The daily highlight picks one must-complete task each day (often recording) and schedules it during the creator’s highest-energy time. Time protection matters: distractions are minimized during that highlight block—phones are kept away, and tools like Stay Focused (with “nuclear” blocking) can block chosen sites. End times leverage Parkinson’s law by forcing faster work because the available time defines the completion window. When procrastination hits—especially the initial resistance to starting—atomic steps use a two-minute phone timer to begin with an easy action that moves the task forward. Examples include setting up the studio for two minutes or writing the introduction/research first, so the hardest friction (starting) gets bypassed.

What role do Notion, Fantastical, and Rome play in the overall workflow?

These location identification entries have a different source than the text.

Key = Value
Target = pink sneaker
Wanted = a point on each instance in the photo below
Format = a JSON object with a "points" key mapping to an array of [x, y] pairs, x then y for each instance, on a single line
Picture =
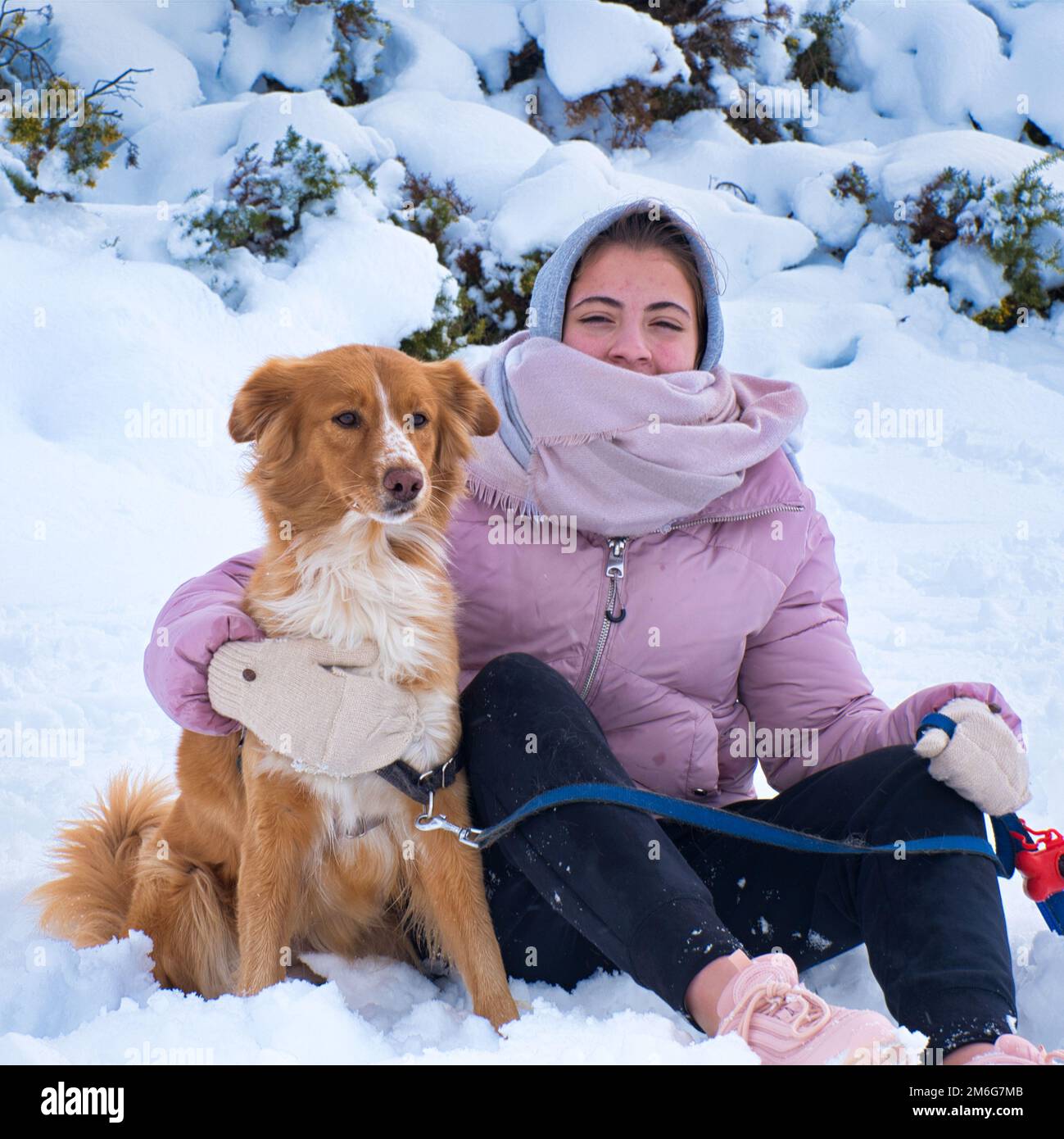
{"points": [[1010, 1049], [786, 1023]]}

Notion acts as the planning and collaboration hub using a PARA-style structure: Projects (quarter goals with owners and deadlines), Areas (ongoing domains like a video home base with a Kanban workflow), Resources (courses and notes), and Archive (completed items). The video Kanban mirrors the production pipeline—idea → script → review → ready to film → edit → review → ready to publish → published—supporting team collaboration when editors notify and hand off work. Fantastical (and other calendar options) supports time-blocking so tasks occupy real calendar space, with syncing between phone and computer. Rome (Zettelkasten-style) captures notes from consumed content and connects ideas for reuse in scripts and articles; it also supports weekly reviews using plus/minus and next-step planning that then feeds back into calendar time blocks.

Review Questions

  1. When does the “70 principle” trigger a stop to additional editing or rewriting, and why does the audience perspective matter?
  2. Describe how the bottleneck method changes after hiring an editor—what becomes the next bottleneck and what adjustment follows?
  3. How do end times (Parkinson’s law) and atomic steps (two-minute timers) reduce procrastination differently?

Key Points

  1. 1

    Use a threshold like the “70 principle” to stop perfectionism and publish once work is good enough, freeing time for the next piece.

  2. 2

    Track sleep and keep a consistent wake time; aim for at least eight hours and adjust bedtime when needed to avoid burnout.

  3. 3

    Block daily exercise time (about 30 minutes) and schedule rest breaks, including a longer lunch to separate creative “maker” work from “manager” tasks.

  4. 4

    Run content creation as a system with clear steps, then identify the bottleneck (slowest step) and fix only that constraint at a time.

  5. 5

    Plan one daily highlight task during peak energy hours and protect that block from distractions to ensure the most important work happens.

  6. 6

    Leverage Parkinson’s law with end times to force progress and use atomic steps (two-minute timers) to overcome initial resistance to starting.

  7. 7

    Build an ecosystem with Notion for PARA + Kanban planning, a calendar app for time-blocking, and Rome for connected note-taking and weekly review planning.

Highlights

Perfectionism is treated as a time leak: once a piece hits “good enough” (often framed as ~70%), extra polishing is skipped to protect throughput.
A two-hour lunch is used to split the day into maker/manager blocks, aligning creative writing in the morning with admin work later.
Editing was the first bottleneck (about 70% of time), so hiring an editor removed it—then scripting became the next constraint to optimize.
Atomic steps beat procrastination by starting with a tiny, easy action for two minutes (like setting up the studio) to remove startup friction.
Notion’s Kanban workflow mirrors the video pipeline from idea and script through review, edit, and publishing, enabling team handoffs.